HAS - Hospital Adventista Silvestre (RJ) — Prova 2026
Um lactente de sete meses vem a emergência trazido pelos pais apresentando quadro de tosse, chiado. dificuldade para respirar e taquipneia, sem cianose iniciado pela manhã. Qual seria o principal diagnóstico a ser pensado?
Lactente < 2 anos + 1º episódio de sibilância + pródromos virais = Bronquiolite.
A bronquiolite é a principal causa de sibilância no primeiro ano de vida, caracterizada por inflamação das vias aéreas inferiores após infecção viral.
A bronquiolite aguda é uma doença autolimitada que afeta os bronquíolos, resultando em edema, acúmulo de muco e debris celulares que causam obstrução. É a causa mais frequente de internação hospitalar em lactentes. A avaliação da gravidade deve focar na mecânica respiratória (frequência respiratória, batimento de asa de nariz, retrações) e na capacidade de manter a hidratação oral. O pico dos sintomas geralmente ocorre entre o 3º e 5º dia de doença.
O Vírus Sincicial Respiratório (VSR) é o agente mais comum, responsável por cerca de 75% dos casos de bronquiolite aguda. Outros vírus como Rinovírus, Metapneumovírus humano, Adenovírus e Influenza também podem causar o quadro. A transmissão ocorre por contato direto com secreções ou aerossóis, sendo comum em períodos de sazonalidade (outono e inverno).
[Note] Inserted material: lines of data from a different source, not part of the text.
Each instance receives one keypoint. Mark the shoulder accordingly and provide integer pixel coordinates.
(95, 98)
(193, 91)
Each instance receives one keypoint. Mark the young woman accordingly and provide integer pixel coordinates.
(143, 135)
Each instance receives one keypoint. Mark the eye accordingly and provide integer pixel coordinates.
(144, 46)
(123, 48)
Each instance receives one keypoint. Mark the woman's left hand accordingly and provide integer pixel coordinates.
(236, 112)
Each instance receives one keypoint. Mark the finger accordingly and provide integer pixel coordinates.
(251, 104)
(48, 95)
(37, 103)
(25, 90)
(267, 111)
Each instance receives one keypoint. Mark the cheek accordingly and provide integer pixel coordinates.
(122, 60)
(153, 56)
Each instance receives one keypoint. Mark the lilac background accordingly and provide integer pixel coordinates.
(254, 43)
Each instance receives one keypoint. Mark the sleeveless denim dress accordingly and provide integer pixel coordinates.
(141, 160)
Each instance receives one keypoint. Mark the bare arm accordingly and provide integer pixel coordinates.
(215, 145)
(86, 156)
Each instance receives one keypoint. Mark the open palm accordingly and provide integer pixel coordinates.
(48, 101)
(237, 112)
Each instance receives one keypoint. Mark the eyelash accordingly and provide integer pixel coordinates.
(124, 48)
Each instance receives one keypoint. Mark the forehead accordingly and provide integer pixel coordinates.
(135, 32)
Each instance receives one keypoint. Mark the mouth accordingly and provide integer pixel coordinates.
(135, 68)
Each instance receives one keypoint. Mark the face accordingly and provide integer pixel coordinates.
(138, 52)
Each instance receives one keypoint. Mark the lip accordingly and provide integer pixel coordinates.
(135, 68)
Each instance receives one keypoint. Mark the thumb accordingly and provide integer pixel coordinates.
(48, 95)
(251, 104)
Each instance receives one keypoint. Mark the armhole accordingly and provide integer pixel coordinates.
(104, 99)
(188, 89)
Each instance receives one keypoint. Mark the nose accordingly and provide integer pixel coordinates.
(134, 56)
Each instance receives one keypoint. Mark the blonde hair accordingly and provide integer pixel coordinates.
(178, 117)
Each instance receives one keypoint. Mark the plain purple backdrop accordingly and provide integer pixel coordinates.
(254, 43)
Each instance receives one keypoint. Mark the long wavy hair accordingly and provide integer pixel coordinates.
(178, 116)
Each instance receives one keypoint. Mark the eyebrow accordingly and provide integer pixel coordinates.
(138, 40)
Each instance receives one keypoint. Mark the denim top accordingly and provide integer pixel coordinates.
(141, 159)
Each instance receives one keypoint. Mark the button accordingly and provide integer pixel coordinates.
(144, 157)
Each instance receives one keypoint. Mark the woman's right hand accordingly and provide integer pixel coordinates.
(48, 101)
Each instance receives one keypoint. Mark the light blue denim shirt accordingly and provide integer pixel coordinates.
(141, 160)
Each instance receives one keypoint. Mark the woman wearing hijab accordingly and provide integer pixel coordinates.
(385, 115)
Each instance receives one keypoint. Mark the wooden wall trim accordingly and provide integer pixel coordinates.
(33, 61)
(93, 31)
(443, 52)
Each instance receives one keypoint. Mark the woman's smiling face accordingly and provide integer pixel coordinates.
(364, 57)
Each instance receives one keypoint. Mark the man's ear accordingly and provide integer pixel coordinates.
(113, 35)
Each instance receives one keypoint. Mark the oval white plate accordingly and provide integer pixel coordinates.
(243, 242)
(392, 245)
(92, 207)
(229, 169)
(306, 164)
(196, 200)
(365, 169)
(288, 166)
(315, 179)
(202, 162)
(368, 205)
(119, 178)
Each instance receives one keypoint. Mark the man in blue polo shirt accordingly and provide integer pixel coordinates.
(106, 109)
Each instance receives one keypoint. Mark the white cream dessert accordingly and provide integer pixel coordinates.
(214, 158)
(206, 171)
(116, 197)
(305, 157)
O diagnóstico é eminentemente clínico. Baseia-se na história de um lactente (geralmente < 24 meses) que apresenta pródromos de IVAS (coriza, tosse leve) seguidos de sinais de comprometimento das vias aéreas inferiores, como taquipneia, sibilância, estertores finos e graus variáveis de esforço respiratório. Exames de imagem ou laboratoriais não são necessários rotineiramente, a menos que haja dúvida diagnóstica ou complicações suspeitas.
O tratamento é de suporte. Inclui hidratação adequada (oral ou venosa se necessário), limpeza nasal com soro fisiológico e oxigenoterapia se a saturação de oxigênio estiver abaixo de 90-92%. O uso de broncodilatadores (salbutamol), corticoides sistêmicos ou nebulização com adrenalina não é recomendado rotineiramente pelas diretrizes atuais (como a da AAP e SBP), pois não alteram o curso da doença na maioria dos pacientes.